Es que forzada, voluntaria, sincera o guiada por el pragmatismo más
calculador, una aproximación política a lo que el Papa encarna resulta
fuertemente indigerible para los sectores más recalcitrantes del
gobierno.
José Pablo Feinmann, otra estrella intelectual de la galaxia K, se
esfuerza en recubrir la píldora amarga del resignado giro cristinista
con una capa de dulce racionalismo: pinta el giro como una muestra de
realpolitik, una genial maniobra táctica. Se trataría -sostiene con
frescura- de “apoderarse de Francisco”.
No vale la pena detenerse en la simplona ingenuidad de un
razonamiento que se pretende realista y elaborado y describe al Papa
como si fuera un jarrón chino. Sí, en cambio, conviene subrayar la
analogía entre este argumento feinmanniano y el que fue utilizado en la
década del ’70 del siglo pasado por la izquierda “entrista” que quiso
mimetizarse con el peronismo (al que íntimamente enfrentaba) tras
resignarse al hecho de que los trabajadores argentinos no seguían la
ideología marxista sino la doctrina social de la Iglesia encarnada por
Perón y el peronismo.
En aquel tiempo quisieron “apoderarse” de Perón. El hecho más
dramático de ese intento de apoderamiento ocurrió en las proximidades
del Aeropuerto de Ezeiza en junio de 1973.

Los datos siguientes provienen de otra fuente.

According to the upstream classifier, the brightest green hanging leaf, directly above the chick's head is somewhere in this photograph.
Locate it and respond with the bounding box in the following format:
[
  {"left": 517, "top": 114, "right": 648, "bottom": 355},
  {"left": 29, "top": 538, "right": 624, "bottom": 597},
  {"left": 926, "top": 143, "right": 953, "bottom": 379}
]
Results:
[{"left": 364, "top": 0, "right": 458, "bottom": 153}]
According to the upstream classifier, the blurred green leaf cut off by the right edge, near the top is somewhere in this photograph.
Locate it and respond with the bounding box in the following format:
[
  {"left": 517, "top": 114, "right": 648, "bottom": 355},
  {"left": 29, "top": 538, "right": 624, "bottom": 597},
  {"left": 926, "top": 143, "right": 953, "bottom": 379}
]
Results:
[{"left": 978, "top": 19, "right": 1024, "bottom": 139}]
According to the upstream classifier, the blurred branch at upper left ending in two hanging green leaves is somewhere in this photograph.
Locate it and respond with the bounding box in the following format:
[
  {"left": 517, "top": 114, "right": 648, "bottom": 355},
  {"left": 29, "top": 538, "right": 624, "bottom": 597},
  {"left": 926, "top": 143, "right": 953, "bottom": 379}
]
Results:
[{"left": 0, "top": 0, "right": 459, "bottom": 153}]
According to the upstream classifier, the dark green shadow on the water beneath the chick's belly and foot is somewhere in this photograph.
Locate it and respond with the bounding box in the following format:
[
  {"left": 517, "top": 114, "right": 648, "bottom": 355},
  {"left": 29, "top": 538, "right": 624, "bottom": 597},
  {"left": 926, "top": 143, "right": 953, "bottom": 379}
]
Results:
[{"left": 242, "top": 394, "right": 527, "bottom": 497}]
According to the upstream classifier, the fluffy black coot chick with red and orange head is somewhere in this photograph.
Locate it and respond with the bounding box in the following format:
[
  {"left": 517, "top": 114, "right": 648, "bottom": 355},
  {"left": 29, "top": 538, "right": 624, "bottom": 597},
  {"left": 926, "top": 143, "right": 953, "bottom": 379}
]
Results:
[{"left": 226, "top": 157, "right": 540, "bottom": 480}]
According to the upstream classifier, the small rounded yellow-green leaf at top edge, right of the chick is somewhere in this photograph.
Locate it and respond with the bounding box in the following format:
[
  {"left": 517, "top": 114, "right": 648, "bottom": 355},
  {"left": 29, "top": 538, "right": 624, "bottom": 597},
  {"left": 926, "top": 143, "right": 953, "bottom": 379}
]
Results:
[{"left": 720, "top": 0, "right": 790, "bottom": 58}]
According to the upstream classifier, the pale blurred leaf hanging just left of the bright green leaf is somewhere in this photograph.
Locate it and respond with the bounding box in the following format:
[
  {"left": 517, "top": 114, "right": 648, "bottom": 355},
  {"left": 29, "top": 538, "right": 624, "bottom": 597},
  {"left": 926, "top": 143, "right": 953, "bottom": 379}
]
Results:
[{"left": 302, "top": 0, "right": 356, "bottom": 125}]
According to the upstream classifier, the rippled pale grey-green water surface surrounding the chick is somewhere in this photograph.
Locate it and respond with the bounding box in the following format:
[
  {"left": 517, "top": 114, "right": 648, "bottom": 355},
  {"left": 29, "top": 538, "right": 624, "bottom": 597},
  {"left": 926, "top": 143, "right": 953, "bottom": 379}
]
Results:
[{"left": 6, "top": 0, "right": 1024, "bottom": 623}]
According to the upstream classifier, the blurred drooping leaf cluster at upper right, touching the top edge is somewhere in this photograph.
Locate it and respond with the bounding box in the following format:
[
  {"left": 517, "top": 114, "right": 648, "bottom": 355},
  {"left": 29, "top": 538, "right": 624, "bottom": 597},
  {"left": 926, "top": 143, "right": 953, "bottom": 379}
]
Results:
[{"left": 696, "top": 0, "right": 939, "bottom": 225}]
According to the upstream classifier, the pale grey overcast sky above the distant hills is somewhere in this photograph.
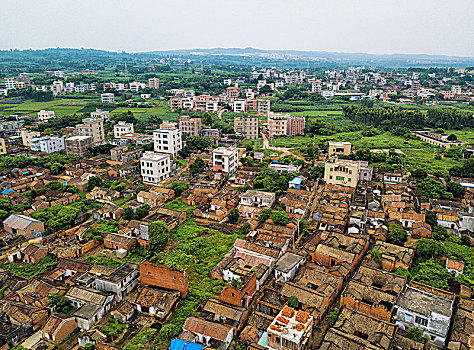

El entrismo y los montoneros fracasaron en aquel objetivo en la
década del 70. Ahora, después de varias horas de franca oposición al
Papa (que algunos, como González quieren prolongar), el oficialismo
admite que la popularidad y la autoridad de Francisco son invencibles.
Así resurge la idea entrista del “apoderamiento”. Pretenden convertir al
Papa de la paz, la unión y la reconciliación en un campo de batalla.
Feinmann dice en voz alta lo que la Corte K susurra.
Esa táctica esgrimida ante Perón terminó en un desastre. ¿Imaginan que podrá triunfar contra el Papa?